Nigerian politician (born 1959)

Ganiyu Olarenwaju Solomon (born 19 December 1959) is a Nigerian politician. He was senator for the Lagos West constituency from 5 June 2007 to 6 June 2015. He is a member of the Action Congress (AC), now All Progressives Congress (APC). He is a former president of the Rotary Club of Isolo

==Early life and education==

Solomon was born on 19 December 1959. His father, Alhaji Rafiu Ishola Solomon, was politically influential as a contemporary of the first civilian governor of Lagos State, Alhaji Lateef Jakande.
Solomon attended Oke-Ona Grammar School, Abeokuta, Ogun State.
He obtained a B.Sc. in political science from the University of Lagos, and went into a private IT services business. Later he went into the property business, before entering politics during the regime of late General Sani Abacha.

==Political career==
He was elected into the Lagos State House of Assembly on the Democratic Party of Nigeria (DPN) platform in 1998, but did not take his seat before Abacha's death. During the return to democracy in 1999 with the Nigerian Fourth Republic, Solomon was elected chairman of Mushin Local Government Area of Lagos State on the Alliance for Democracy (AD) platform.
In 2003 he was a contender to be Alliance For Democracy (AD) Senate candidate for Lagos West, but was defeated by the incumbent senator Tokunbo Afikuyomi. His supporters greeted the primary results with violence, and governor Bola Tinubu was unable to leave the scene of the vote for several hours as the mob battled with police outside and other electoral observers.
Solomon ran instead for the federal House of Assembly for Mushin Federal Constituency 1 and was elected.
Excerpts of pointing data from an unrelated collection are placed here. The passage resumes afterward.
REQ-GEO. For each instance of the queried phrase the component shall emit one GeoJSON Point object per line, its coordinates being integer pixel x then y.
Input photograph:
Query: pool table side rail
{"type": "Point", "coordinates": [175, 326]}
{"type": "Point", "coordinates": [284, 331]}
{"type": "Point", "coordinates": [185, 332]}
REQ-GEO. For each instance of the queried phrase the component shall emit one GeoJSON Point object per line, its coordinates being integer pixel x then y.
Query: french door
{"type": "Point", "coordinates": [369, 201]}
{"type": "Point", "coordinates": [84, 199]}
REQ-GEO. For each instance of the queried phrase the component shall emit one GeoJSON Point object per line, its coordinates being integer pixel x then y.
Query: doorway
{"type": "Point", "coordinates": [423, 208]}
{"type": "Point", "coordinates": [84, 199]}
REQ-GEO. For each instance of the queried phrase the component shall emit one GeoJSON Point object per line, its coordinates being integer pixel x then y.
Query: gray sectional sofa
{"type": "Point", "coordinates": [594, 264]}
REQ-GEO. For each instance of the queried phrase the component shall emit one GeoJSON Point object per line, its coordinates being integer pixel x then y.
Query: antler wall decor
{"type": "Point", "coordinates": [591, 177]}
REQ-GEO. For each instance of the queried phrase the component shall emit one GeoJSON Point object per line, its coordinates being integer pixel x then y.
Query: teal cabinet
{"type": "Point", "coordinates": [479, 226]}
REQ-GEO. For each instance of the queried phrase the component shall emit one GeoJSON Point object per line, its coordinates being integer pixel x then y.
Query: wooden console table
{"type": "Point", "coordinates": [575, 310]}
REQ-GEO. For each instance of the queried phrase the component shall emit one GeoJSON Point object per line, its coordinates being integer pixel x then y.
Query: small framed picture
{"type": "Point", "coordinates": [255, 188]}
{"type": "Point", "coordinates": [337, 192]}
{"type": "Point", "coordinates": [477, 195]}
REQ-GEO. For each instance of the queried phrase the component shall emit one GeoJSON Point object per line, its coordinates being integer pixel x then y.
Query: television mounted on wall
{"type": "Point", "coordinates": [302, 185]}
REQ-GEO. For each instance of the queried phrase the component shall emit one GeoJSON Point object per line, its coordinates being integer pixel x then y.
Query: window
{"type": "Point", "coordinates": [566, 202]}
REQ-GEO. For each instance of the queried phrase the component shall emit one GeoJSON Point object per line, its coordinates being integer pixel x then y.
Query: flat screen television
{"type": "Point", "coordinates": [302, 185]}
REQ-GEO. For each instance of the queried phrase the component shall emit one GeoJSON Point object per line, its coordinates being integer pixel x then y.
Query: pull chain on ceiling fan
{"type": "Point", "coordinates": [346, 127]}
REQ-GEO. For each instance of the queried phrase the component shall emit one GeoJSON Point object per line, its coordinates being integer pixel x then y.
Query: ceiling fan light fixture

In April 2007, Solomon was elected to the Senate on the Action Congress (AC) platform for the Lagos West constituency.
After taking his seat in the Senate, he was appointed to committees on Works, Sports, Rules & Business, Integration & Cooperation and Capital Markets (chairman).
In a mid-term evaluation of senators in May 2009, ThisDay noted that he had sponsored bills on amendment of the National Directorate of Act, Electronic Commerce, Whistleblowers Protection, Institute of Capital Market Registrars and Elderly Persons Centre, and had sponsored or co-sponsored ten motions.
He was appointed chairman of the Senate Committee on Capital Market.
His GOS Foundation provides assistance in skills acquisition, educational development, micro-credit, healthcare and poverty alleviation.
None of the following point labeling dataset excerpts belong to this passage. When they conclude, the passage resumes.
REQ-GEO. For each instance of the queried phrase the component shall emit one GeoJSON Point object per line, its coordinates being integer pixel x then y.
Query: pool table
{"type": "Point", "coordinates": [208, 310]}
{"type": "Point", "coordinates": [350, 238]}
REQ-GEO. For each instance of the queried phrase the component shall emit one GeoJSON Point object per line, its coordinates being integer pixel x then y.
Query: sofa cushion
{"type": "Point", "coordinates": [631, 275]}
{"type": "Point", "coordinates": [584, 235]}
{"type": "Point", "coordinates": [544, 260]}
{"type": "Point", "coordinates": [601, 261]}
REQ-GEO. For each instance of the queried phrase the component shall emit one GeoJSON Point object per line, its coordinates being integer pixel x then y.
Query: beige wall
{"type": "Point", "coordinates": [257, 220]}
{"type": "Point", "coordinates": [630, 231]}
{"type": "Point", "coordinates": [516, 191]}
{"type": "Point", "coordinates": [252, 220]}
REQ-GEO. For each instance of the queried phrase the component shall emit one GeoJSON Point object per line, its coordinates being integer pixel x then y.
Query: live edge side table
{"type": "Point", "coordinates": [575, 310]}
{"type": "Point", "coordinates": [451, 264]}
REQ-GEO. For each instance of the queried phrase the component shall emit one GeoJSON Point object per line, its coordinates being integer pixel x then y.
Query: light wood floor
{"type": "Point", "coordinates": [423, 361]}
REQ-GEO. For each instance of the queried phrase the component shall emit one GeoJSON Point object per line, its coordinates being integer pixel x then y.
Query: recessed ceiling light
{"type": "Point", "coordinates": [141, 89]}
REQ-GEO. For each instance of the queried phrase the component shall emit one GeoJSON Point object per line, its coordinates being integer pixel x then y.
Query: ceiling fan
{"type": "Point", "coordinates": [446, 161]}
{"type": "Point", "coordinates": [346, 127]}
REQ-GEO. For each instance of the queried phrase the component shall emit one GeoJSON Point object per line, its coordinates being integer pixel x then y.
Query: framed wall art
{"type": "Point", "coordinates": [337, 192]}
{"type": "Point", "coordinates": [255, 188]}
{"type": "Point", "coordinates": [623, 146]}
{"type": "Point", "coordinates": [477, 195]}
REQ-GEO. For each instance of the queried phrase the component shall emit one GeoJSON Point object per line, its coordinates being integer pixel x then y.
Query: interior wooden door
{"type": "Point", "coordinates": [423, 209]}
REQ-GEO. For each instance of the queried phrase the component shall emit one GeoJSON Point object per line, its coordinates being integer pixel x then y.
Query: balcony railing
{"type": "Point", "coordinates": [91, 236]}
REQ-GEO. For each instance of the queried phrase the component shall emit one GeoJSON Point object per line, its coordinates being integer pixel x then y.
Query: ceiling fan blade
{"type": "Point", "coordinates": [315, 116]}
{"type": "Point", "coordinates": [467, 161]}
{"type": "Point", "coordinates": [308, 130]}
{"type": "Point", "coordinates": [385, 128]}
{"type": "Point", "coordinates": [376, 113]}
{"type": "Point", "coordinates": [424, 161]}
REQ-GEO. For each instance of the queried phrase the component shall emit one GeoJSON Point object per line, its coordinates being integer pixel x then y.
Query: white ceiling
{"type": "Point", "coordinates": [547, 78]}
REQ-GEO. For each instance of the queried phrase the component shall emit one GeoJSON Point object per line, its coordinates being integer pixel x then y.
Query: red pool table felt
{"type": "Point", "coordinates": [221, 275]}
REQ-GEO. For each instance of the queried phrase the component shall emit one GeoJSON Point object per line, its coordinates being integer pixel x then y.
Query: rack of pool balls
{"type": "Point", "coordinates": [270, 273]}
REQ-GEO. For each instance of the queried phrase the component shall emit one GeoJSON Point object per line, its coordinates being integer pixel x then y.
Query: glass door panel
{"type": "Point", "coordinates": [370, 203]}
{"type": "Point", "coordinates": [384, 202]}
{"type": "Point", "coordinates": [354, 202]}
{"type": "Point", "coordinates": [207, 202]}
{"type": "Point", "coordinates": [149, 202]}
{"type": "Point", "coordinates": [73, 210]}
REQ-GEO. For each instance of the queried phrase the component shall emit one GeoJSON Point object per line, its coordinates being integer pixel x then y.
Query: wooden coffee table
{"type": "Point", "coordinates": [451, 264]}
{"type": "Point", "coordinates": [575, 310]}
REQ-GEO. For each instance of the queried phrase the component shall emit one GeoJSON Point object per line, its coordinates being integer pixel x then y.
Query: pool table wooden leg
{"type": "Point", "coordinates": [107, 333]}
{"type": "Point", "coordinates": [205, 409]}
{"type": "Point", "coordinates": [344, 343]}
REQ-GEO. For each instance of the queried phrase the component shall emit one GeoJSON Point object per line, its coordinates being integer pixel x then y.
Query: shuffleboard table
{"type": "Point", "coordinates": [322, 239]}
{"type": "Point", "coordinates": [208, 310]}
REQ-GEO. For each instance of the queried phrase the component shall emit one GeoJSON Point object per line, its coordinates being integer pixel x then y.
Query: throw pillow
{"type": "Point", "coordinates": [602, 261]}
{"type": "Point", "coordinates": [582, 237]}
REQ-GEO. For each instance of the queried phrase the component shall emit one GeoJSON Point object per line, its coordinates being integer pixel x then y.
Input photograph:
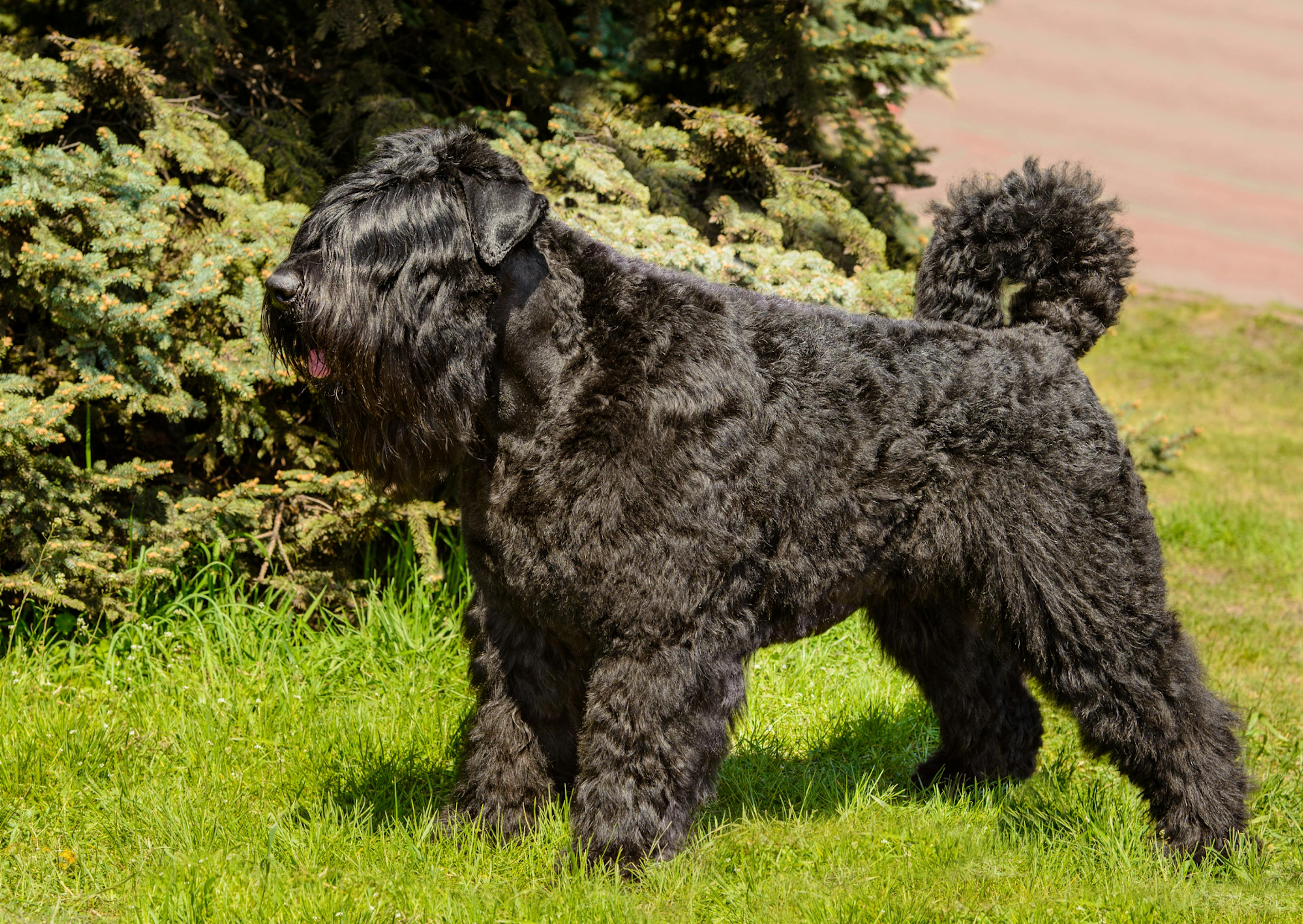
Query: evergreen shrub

In the run-up to the April 2011 elections, Solomon was unopposed in his bid in the Action Congress of Nigeria primaries to run for reelection.
He was reelected on 9 April.

In September 2011, it was reported that Solomon was arguing with ACN National Legal Advisor Muiz Banire over who would be the next Mushin Local Government Chairman. The bickering threatened to tear the party apart, with PDP chieftain Waheed Lawon saying it was making it more likely for the PDP to "sweep both Mushin and Surulere at the upcoming local government elections." But eventually the spirit of oneness prevailed through the intervention of the ACN elders which culminated in the emergence of the ACN candidate as the winner of Mushin Local Government Chairmanship election. Solomon participated in the 2014 APC governorship primaries ahead of the 2015 election

Ganiyu Olanrewaju Solomon (GOS) was recently introduced as a new member of Lagos State Governor Advisory Council (GAC)

In October 2022, Ganiyu Olanrewaju Solomon (GOS) was appointed as Director General of the Lagos State All Progressives Congress (APC) Campaign Council along with some grassroot politicians.